The Strad Issue: March 2016
Description: Private Bach recordings by a period performance pioneer
Musicians: Eduard Melkus (violin)
Composer: Bach

What a curious disc. From a label without a catalogue comes a transfer of three solo works, recorded live in August 1975, on what sounds like a C90 cassette in a portable recorder operated by someone sitting a few rows back in Vienna’s Karlskirche (trenchcoat specials, we used to call them). Through the hum of traffic, unfiltered hiss and the frangible tone of well-used tape can nonetheless be discerned some extraordinarily fine Bach playing.

Born in 1928, Eduard Melkus is regarded as one of the pioneers of historically informed performance of Baroque music. Unlike many who came after, he has no problem with tuning (the same can’t be said of the tape’s periodic pitch-bends, which could have been discreetly corrected in the remastering), nor with sustaining a singing line while holding respect for the Sonatas’ and Partitas’ implied dance rhythms.

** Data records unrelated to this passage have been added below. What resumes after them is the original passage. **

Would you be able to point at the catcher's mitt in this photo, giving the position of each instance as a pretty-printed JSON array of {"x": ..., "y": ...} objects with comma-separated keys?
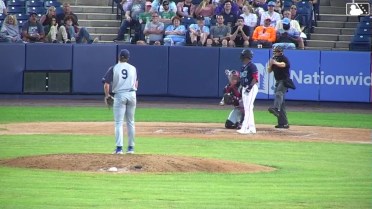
[
  {"x": 109, "y": 101},
  {"x": 228, "y": 98}
]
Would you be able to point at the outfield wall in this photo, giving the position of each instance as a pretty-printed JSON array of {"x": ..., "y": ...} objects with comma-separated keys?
[{"x": 183, "y": 71}]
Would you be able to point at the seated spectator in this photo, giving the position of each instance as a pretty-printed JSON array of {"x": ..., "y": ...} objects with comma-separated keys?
[
  {"x": 205, "y": 9},
  {"x": 185, "y": 8},
  {"x": 154, "y": 30},
  {"x": 32, "y": 30},
  {"x": 221, "y": 7},
  {"x": 3, "y": 9},
  {"x": 259, "y": 7},
  {"x": 250, "y": 18},
  {"x": 145, "y": 16},
  {"x": 66, "y": 11},
  {"x": 125, "y": 4},
  {"x": 264, "y": 35},
  {"x": 175, "y": 34},
  {"x": 49, "y": 22},
  {"x": 132, "y": 20},
  {"x": 287, "y": 37},
  {"x": 240, "y": 34},
  {"x": 293, "y": 24},
  {"x": 10, "y": 30},
  {"x": 75, "y": 33},
  {"x": 270, "y": 13},
  {"x": 198, "y": 32},
  {"x": 219, "y": 34},
  {"x": 158, "y": 6},
  {"x": 167, "y": 14},
  {"x": 229, "y": 16}
]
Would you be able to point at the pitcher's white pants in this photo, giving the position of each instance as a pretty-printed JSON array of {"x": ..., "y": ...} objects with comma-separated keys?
[{"x": 249, "y": 125}]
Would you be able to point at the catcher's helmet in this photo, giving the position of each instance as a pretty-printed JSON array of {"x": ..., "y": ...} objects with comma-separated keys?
[
  {"x": 278, "y": 49},
  {"x": 246, "y": 53}
]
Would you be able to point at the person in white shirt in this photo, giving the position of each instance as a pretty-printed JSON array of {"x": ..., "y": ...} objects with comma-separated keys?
[
  {"x": 3, "y": 9},
  {"x": 274, "y": 16}
]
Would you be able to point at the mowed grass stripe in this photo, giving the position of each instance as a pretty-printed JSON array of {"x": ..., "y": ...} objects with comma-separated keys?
[{"x": 52, "y": 114}]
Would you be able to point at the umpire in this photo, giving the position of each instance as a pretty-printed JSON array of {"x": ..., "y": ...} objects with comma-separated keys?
[{"x": 280, "y": 65}]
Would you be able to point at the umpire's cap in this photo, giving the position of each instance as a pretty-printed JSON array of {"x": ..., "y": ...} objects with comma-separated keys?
[
  {"x": 246, "y": 53},
  {"x": 124, "y": 53}
]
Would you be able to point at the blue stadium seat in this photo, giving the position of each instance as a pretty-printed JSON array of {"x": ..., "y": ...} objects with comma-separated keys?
[
  {"x": 52, "y": 3},
  {"x": 37, "y": 10},
  {"x": 15, "y": 3},
  {"x": 16, "y": 10},
  {"x": 34, "y": 3}
]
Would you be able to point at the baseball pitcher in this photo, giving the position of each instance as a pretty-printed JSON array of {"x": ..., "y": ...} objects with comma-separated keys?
[{"x": 123, "y": 79}]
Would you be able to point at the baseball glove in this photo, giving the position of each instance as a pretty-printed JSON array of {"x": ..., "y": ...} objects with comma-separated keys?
[
  {"x": 228, "y": 98},
  {"x": 109, "y": 101}
]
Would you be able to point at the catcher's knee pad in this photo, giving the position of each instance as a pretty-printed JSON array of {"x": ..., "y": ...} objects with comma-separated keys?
[{"x": 230, "y": 125}]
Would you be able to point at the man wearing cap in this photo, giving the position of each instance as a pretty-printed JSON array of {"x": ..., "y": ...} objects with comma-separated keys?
[
  {"x": 288, "y": 37},
  {"x": 271, "y": 14},
  {"x": 32, "y": 30},
  {"x": 264, "y": 35},
  {"x": 123, "y": 79},
  {"x": 154, "y": 30},
  {"x": 198, "y": 32},
  {"x": 132, "y": 20}
]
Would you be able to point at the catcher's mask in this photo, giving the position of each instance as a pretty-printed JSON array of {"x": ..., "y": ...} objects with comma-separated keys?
[{"x": 246, "y": 54}]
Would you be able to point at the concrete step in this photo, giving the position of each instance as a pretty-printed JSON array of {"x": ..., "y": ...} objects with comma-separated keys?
[
  {"x": 317, "y": 43},
  {"x": 92, "y": 9},
  {"x": 345, "y": 37},
  {"x": 324, "y": 37},
  {"x": 324, "y": 30},
  {"x": 89, "y": 2},
  {"x": 99, "y": 23},
  {"x": 107, "y": 30},
  {"x": 339, "y": 3},
  {"x": 96, "y": 16},
  {"x": 332, "y": 10},
  {"x": 342, "y": 44}
]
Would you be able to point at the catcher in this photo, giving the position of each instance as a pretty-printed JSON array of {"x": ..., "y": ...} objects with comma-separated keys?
[{"x": 232, "y": 96}]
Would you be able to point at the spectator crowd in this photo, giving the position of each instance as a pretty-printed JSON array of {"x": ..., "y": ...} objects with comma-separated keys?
[{"x": 226, "y": 23}]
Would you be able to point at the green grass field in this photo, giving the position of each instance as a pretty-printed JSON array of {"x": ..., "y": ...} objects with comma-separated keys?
[{"x": 309, "y": 175}]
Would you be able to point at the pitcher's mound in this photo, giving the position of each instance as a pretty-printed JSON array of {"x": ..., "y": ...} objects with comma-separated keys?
[{"x": 132, "y": 163}]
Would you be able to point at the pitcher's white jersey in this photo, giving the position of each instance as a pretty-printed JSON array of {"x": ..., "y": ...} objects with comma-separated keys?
[{"x": 124, "y": 78}]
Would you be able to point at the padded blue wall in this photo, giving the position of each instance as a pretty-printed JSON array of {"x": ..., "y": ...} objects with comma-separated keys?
[
  {"x": 230, "y": 59},
  {"x": 151, "y": 63},
  {"x": 193, "y": 71},
  {"x": 43, "y": 56},
  {"x": 91, "y": 62},
  {"x": 344, "y": 67},
  {"x": 12, "y": 65}
]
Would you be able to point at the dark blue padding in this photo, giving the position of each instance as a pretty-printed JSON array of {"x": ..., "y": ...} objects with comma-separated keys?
[
  {"x": 151, "y": 63},
  {"x": 91, "y": 61},
  {"x": 303, "y": 65},
  {"x": 12, "y": 59},
  {"x": 193, "y": 72},
  {"x": 45, "y": 56},
  {"x": 345, "y": 76},
  {"x": 230, "y": 59}
]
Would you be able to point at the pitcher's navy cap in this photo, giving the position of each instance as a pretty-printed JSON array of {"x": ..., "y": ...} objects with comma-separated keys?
[{"x": 124, "y": 53}]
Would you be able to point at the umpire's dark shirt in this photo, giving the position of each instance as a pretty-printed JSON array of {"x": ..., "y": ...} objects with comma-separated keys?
[{"x": 281, "y": 73}]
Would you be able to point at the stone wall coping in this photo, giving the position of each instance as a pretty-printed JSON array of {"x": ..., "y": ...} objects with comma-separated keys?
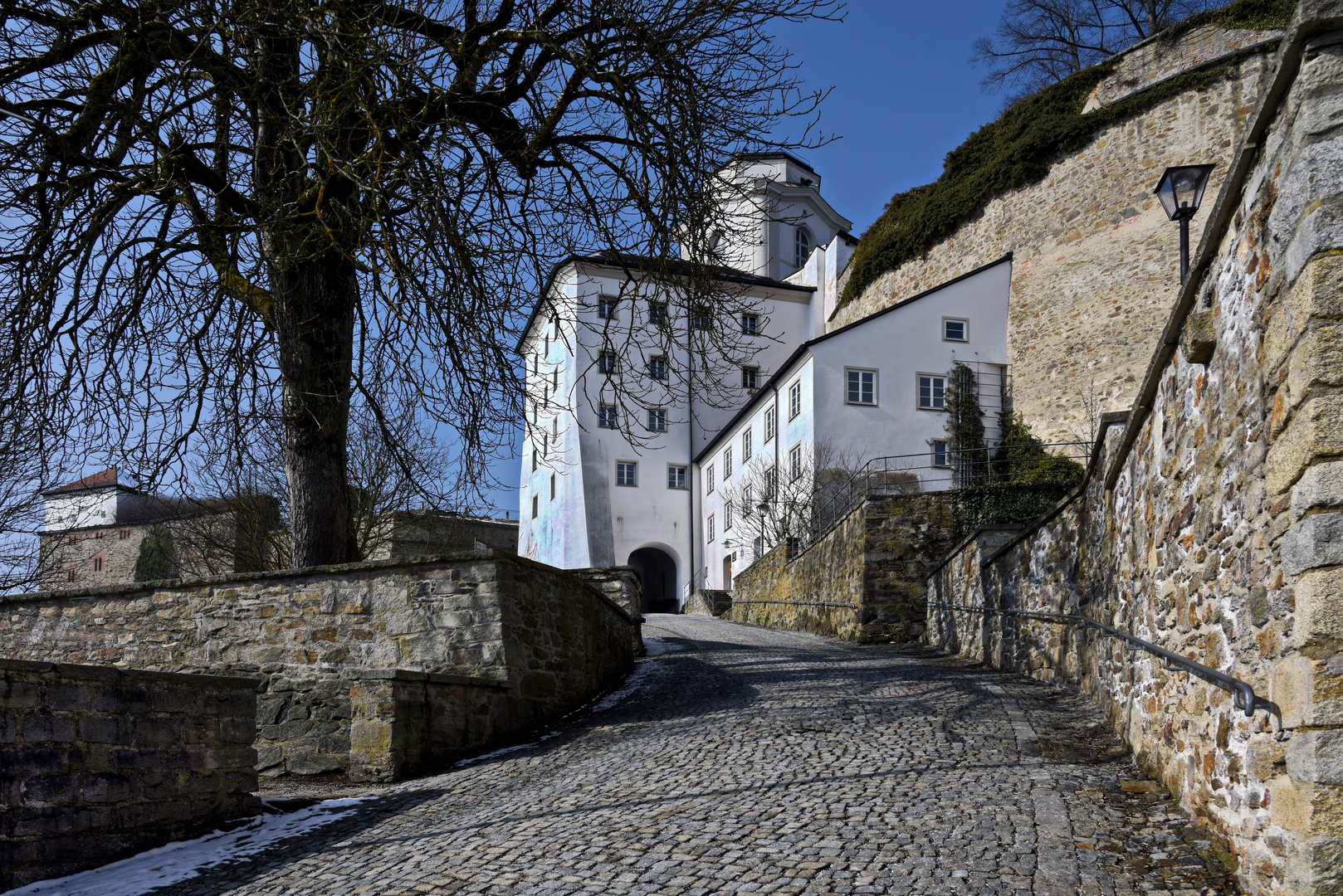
[
  {"x": 115, "y": 674},
  {"x": 1312, "y": 17},
  {"x": 299, "y": 572},
  {"x": 432, "y": 677}
]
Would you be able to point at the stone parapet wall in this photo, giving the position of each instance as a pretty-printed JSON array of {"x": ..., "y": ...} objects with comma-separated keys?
[
  {"x": 309, "y": 637},
  {"x": 100, "y": 763},
  {"x": 1209, "y": 527},
  {"x": 1095, "y": 258},
  {"x": 860, "y": 581}
]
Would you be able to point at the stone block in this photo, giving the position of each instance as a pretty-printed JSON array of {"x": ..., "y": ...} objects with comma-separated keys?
[{"x": 1314, "y": 542}]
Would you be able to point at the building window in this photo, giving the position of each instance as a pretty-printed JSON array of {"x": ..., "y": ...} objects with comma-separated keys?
[
  {"x": 676, "y": 476},
  {"x": 801, "y": 246},
  {"x": 939, "y": 453},
  {"x": 862, "y": 387},
  {"x": 932, "y": 392}
]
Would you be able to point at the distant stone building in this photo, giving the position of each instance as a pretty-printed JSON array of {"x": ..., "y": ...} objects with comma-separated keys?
[{"x": 100, "y": 531}]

He is superb at pointing up different voices in the D minor Allemande and A minor Fugue without resorting to caricature. He fairly whips through the quicker dance movements with a racing pulse that is securely anchored by a slightly old-fashioned, Viennese nudge to the first beat of the bar. The Chaconne is done refreshingly straight, with a searing sense of purpose and without a trace of pathos.

The encores are similarly ‘private’ recordings, perhaps less compelling, though it is good to hear Melkus’s ingenious completion of the unfinished ‘Fuga a 3 soggetti’ from The Art of Fugue, played rather heavily by a quartet with a continuo of harpsichord and bass. But the solo sonatas are required listening.